Spreco alimentare in Italia: un problema da 1,5 miliardi di chili all’anno

Spreco alimentare in Italia: un problema da 1,5 miliardi di chili all'anno - Giridipasta.it

Introduzione
In Italia, ogni anno vengono sprecati circa 1,5 miliardi di chili di cibo, con gravi conseguenze sull’economia, la sostenibilità e l’ambiente. Questo fenomeno impatta negativamente sul dispendio energetico e sullo smaltimento dei rifiuti, come emerge dall’analisi di Coldiretti basata sui dati di Waste Watcher, in concomitanza con l’Earth Overshoot Day 2024 per il nostro Paese.

Il ruolo della frutta nel problema dello spreco alimentare
La frutta rappresenta l’alimento più sprecato in Italia, con 1,3 chili per persona che finiscono ogni anno nella pattumiera, come riportato da Coldiretti. Seguono il pane, con oltre 1 chilo pro capite, e al terzo posto si trovano aglio, cipolle e tuberi. Le perdite economiche per le famiglie italiane ammontano a quasi 7,5 miliardi di euro, evidenziando la gravità della situazione.

Gli sforzi di sensibilizzazione e intervento di Coldiretti
Coldiretti si impegna attivamente nella sensibilizzazione dei consumatori attraverso il progetto dei mercati di Campagna Amica, mirato a ridurre gli sprechi alimentari. La rete di fattorie e farmers’ market crea un sostegno per le realtà locali, riducendo l’impatto ambientale dei trasporti a lunga distanza e garantendo prodotti freschi e durevoli per le famiglie.
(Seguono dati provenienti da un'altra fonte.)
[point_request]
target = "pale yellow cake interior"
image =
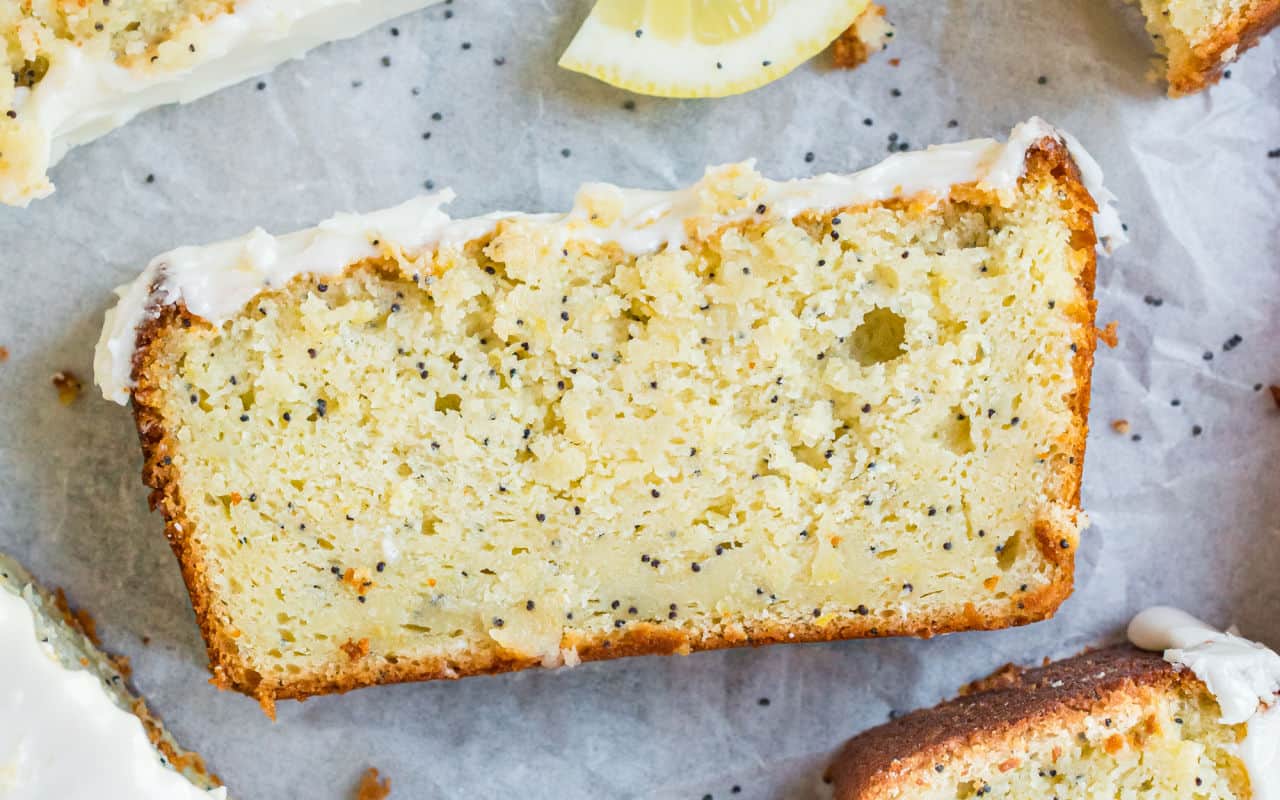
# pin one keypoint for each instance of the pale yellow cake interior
(1157, 745)
(531, 443)
(1178, 27)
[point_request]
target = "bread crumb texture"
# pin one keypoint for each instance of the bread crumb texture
(1200, 37)
(371, 787)
(497, 456)
(36, 35)
(1153, 744)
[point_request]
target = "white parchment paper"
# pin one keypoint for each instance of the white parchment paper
(1184, 506)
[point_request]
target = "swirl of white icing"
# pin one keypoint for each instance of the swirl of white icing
(215, 280)
(1242, 675)
(86, 92)
(62, 735)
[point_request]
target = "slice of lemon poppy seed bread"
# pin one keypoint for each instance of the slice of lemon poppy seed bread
(402, 447)
(69, 727)
(1198, 720)
(78, 69)
(1200, 39)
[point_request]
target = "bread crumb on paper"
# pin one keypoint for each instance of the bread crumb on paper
(371, 786)
(1109, 334)
(869, 33)
(68, 387)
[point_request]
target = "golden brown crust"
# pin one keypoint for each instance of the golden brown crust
(1210, 59)
(1055, 539)
(371, 787)
(1009, 707)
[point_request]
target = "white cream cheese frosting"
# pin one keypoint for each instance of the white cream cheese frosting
(87, 94)
(63, 736)
(215, 280)
(1242, 675)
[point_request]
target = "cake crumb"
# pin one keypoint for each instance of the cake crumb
(357, 580)
(68, 387)
(1109, 334)
(356, 650)
(123, 666)
(80, 620)
(865, 37)
(371, 786)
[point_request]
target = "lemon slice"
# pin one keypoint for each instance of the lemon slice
(703, 48)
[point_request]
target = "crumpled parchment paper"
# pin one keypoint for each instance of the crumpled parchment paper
(1184, 506)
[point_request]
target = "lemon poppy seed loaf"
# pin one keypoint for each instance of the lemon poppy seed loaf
(402, 447)
(76, 71)
(1197, 717)
(1200, 39)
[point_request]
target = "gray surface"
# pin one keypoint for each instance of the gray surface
(1176, 517)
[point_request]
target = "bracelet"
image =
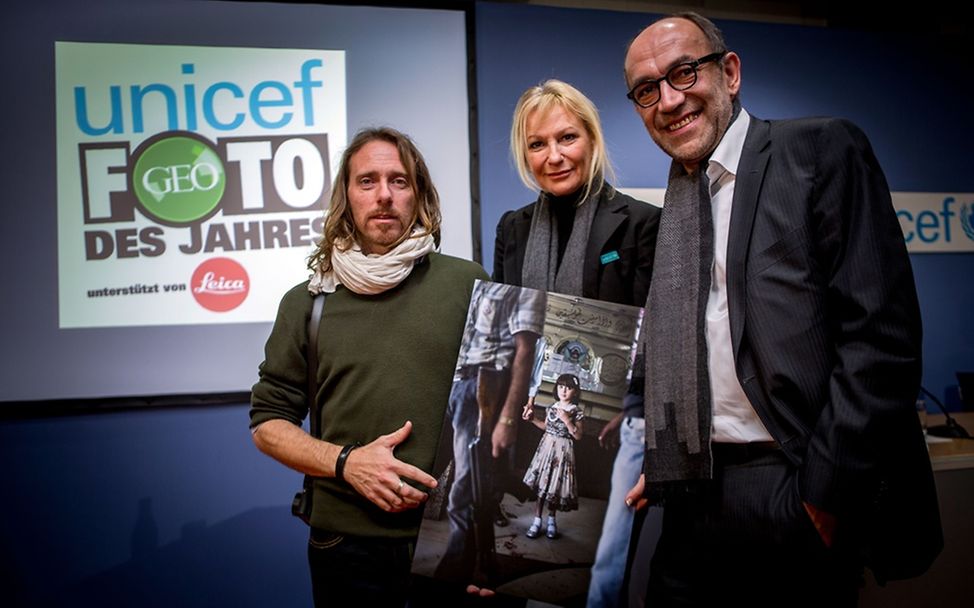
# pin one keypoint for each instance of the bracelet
(342, 457)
Strategie per contrastare lo spreco alimentare
Coldiretti suggerisce diverse strategie per ridurre lo spreco alimentare a tavola. Dalla pratica della cucina degli avanzi, all’utilizzo delle doggy bag nei ristoranti, al ritorno del pranzo preparato a casa in ufficio, fino agli orti domestici sul balcone e all’attenzione alla data di scadenza durante gli acquisti. Ogni piccolo gesto conta per contrastare questo problema etico ed economico.

Il fenomeno dei mercati contadini a chilometro zero
Un segnale positivo emerge dall’aumento delle presenze nei mercati contadini a chilometro zero, che riflette una maggiore consapevolezza tra i cittadini riguardo alla provenienza e alla qualità degli alimenti. Questa tendenza indica una crescente attenzione verso la sostenibilità e il supporto alle produzioni locali, promuovendo un consumo consapevole e responsabile.